Now, selections for the final design have been narrowed down to five artists, each with a very different vision for the permanent statue honoring the Underground Railroad legend. Vinnie Bagwell designed a nine-foot bronze statue of a young Tubman freshly arrived in Philadelphia. The skirts of her dress would feature the faces of people who escaped slavery, Adinkra symbols, and portraits of other notable abolitionists including William Still, Thomas Garrett, Thaddeus Stevens, Lucretia Mott, and Frederick Douglass. Richard Blake’s proposal envisions Tubman standing beneath a liberty bell and lighting the path to freedom with a lantern, while Alvin Pettit conceived of a design that shows Tubman carrying a military rifle on her back, in commemoration of her leadership role in the 1863 Combahee Ferry Raid. Another proposal by Tanda Francis, who was also a finalist in New York City’s open design call for a Shirley Chisholm monument, imagined a statue with multiple intersecting silhouettes interspersed with polished bronze panels titled “Together In Freedom.” In Basil Watson’s design submission, he wanted to illustrate Tubman as a warrior and a leader. His proposed 13-foot statue would depict Tubman pulling three loosely modeled figures forward up a slope.

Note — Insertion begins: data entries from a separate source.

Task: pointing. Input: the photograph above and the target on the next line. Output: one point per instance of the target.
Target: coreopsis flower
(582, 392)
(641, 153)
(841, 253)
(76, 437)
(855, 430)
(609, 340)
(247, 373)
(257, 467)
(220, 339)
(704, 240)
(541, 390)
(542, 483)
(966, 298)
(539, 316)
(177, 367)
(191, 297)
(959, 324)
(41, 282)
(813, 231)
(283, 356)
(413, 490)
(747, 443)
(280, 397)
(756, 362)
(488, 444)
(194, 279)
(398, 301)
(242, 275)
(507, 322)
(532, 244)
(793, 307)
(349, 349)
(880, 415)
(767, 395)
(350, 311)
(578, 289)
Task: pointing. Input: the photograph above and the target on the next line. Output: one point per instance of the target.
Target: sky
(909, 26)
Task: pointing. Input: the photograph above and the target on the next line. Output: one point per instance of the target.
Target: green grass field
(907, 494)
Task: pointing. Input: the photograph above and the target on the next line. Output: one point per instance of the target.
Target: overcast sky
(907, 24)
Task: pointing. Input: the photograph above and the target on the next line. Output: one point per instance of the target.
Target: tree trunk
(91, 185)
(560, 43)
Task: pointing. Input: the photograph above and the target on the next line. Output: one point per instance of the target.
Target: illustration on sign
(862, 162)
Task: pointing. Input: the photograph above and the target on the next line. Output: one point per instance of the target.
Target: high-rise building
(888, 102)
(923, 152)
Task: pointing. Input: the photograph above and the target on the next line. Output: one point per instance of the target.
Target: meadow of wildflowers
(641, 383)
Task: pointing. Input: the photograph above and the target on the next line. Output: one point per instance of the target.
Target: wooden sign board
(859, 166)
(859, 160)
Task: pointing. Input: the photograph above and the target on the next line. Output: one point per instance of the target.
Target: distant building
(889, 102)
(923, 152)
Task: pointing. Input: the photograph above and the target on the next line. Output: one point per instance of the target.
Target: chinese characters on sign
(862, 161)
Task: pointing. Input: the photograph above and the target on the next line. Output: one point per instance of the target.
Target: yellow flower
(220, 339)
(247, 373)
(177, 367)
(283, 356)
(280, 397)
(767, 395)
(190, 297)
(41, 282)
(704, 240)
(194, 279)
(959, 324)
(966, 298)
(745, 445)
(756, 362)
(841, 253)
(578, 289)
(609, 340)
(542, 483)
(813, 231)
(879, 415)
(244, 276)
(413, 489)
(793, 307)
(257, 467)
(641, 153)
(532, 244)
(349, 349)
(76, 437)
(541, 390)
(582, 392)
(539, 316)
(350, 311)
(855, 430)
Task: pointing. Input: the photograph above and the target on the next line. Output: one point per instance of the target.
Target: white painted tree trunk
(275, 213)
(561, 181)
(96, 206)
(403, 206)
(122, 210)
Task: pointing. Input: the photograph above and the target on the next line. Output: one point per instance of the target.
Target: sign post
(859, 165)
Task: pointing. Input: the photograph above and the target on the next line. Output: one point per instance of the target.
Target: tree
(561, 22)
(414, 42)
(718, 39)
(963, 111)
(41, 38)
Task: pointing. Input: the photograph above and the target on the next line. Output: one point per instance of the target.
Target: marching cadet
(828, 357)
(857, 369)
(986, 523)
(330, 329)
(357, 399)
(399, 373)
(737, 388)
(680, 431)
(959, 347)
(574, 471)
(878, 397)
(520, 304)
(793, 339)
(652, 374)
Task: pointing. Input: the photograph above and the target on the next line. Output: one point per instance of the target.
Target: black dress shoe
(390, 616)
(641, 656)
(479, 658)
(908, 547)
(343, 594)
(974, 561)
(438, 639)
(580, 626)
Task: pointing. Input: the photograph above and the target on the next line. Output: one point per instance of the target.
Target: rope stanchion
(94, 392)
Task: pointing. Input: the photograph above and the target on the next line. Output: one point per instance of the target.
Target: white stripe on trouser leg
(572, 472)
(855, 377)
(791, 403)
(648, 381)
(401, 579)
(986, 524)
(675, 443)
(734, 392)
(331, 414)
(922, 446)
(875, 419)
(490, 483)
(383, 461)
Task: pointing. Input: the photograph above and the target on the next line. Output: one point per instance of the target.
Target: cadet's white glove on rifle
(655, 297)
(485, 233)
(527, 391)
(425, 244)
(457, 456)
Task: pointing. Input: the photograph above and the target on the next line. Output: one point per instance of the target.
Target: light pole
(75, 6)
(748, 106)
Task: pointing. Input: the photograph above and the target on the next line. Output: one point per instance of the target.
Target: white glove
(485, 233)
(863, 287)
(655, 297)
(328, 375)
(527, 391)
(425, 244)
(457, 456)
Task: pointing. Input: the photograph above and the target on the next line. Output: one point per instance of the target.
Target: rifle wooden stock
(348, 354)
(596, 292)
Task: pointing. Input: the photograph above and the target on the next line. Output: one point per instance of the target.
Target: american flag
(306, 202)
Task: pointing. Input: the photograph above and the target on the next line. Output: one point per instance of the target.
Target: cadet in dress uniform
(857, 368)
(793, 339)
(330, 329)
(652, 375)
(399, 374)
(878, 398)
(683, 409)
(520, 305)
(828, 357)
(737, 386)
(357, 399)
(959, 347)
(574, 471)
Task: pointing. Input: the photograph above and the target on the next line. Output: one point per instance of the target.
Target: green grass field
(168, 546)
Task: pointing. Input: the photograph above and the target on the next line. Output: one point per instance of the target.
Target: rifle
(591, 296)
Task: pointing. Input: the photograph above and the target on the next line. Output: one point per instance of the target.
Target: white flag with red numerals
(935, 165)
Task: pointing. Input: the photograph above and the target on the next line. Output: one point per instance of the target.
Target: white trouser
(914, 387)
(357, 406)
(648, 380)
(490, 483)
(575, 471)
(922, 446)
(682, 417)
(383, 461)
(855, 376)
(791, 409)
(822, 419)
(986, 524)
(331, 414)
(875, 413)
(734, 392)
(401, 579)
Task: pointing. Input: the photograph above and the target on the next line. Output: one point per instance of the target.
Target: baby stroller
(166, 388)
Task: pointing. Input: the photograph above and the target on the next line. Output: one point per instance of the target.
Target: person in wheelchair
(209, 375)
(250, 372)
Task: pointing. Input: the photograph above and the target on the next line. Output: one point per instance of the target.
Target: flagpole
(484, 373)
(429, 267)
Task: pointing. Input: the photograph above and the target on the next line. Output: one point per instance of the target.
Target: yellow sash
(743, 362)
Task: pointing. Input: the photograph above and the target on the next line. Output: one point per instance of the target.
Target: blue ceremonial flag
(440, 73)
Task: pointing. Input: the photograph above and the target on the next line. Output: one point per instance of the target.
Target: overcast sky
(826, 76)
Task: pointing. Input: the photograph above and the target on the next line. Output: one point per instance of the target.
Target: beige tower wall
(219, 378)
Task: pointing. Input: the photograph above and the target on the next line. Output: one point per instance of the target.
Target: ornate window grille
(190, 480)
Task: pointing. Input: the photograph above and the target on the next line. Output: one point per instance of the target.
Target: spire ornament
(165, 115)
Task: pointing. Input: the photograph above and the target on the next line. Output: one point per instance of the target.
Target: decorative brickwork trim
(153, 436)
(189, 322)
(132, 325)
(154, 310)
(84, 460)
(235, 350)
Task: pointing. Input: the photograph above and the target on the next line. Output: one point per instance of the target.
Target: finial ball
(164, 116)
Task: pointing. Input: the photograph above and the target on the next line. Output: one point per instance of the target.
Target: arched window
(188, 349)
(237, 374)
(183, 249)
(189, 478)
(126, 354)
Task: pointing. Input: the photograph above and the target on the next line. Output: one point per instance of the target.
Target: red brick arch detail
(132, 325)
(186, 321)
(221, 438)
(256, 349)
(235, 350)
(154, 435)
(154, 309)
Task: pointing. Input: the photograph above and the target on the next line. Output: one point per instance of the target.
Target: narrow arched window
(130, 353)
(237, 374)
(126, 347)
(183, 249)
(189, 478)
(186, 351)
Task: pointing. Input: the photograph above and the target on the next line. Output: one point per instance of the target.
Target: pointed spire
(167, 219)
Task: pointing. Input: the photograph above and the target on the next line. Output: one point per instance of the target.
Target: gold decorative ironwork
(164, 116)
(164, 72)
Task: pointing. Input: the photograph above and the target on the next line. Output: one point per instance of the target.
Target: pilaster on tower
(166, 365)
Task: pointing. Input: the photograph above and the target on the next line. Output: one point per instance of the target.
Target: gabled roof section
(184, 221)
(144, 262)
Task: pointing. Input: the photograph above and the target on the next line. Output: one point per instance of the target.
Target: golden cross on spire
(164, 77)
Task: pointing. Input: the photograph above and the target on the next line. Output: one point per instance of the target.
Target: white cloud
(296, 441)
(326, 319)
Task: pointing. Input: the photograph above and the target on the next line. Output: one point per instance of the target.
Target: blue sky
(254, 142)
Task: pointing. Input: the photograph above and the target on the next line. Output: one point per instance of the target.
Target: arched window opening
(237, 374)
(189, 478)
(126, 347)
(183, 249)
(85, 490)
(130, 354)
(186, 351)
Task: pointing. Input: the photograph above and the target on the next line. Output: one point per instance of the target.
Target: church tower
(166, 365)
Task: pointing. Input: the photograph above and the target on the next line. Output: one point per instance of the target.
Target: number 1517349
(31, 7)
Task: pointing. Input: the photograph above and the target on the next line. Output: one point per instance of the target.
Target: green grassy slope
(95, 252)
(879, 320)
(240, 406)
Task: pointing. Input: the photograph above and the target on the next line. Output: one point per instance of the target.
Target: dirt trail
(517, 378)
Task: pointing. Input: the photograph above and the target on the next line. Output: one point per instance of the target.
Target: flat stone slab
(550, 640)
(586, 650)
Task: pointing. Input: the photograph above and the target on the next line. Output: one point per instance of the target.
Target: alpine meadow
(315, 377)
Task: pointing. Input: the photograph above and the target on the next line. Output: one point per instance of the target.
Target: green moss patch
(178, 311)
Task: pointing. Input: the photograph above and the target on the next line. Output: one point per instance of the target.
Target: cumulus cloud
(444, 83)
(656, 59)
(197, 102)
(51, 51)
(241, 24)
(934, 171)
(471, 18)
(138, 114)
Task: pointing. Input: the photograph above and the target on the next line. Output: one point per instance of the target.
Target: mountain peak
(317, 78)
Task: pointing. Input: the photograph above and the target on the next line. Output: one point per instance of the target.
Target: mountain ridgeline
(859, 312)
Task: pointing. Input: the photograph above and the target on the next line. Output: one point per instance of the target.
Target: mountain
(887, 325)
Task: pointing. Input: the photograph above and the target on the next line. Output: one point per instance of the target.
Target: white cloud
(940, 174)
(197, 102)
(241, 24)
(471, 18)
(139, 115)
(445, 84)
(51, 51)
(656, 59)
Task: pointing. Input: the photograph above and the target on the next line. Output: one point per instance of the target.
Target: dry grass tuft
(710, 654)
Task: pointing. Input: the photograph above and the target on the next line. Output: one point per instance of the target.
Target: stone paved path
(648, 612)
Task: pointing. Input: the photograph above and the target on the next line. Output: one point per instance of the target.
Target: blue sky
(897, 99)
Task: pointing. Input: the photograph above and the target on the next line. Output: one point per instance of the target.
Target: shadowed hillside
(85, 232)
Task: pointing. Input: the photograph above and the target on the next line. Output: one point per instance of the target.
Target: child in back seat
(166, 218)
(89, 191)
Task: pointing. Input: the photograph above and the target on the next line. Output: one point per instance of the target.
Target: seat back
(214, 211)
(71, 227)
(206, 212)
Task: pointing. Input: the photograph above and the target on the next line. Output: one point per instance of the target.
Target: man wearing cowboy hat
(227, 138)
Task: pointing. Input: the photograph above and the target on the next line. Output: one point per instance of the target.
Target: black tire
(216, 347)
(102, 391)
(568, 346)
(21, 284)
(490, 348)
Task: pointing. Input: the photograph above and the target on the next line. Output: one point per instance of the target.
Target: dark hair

“The road to get to this point was needlessly bumpy,” Faye Anderson, a Philadelphia historian and director of the local history and preservation project All That Philly Jazz, told Hyperallergic in a phone call. Throughout the year, Anderson leads walking tours highlighting sites tied to Billie Holiday and The Negro Motorist Green Book by Victor Green. “We would have gotten to this point a year ago, if the mayor had not presumed that he could just hand out a $500,000 commission.”

“There was no choice other than to resist the city,” Anderson said. She admitted that she would have preferred last week’s virtual meeting to be in-person to better understand the details of each design submission, and expressed some hesitancy with the virtual gathering after the city’s transit authority similarly done when they had commissioned Tom Judd in 2021 to create the subway mural “Portal to Discovery” in the Fifth Street/Independence Hall station. The resulting mural included a misspelling of Frederick Douglass’s first name.

Tom Judd’s “Portal to Discovery” (2021) mural for the Philadelphia subway incorrectly spelled Frederick Douglass’s name. (photo by and courtesy Faye Anderson)

“This is unfolding at a time when the teaching of Black history is under attack,” Anderson continued. In late June, Philadelphia was at the center of heated protest when extremist group and critical race theory opponent Moms for Liberty held a conference in the city’s downtown. “Any opportunity we get to tell the story, we should take advantage of.”

Anderson told Hyperallergic that she was especially drawn to Bagwell’s and Francis’s designs. She said she could imagine Francis’s multi-panel structure being used to delve deeper into the “untold and undertold stories” of other important Underground Railroad conductors, using the space to incorporate historical documents and facts about the neighborhood.

“The panels provide a canvas to tell stories about the people and places where Harriet lived in Philadelphia,” she explained.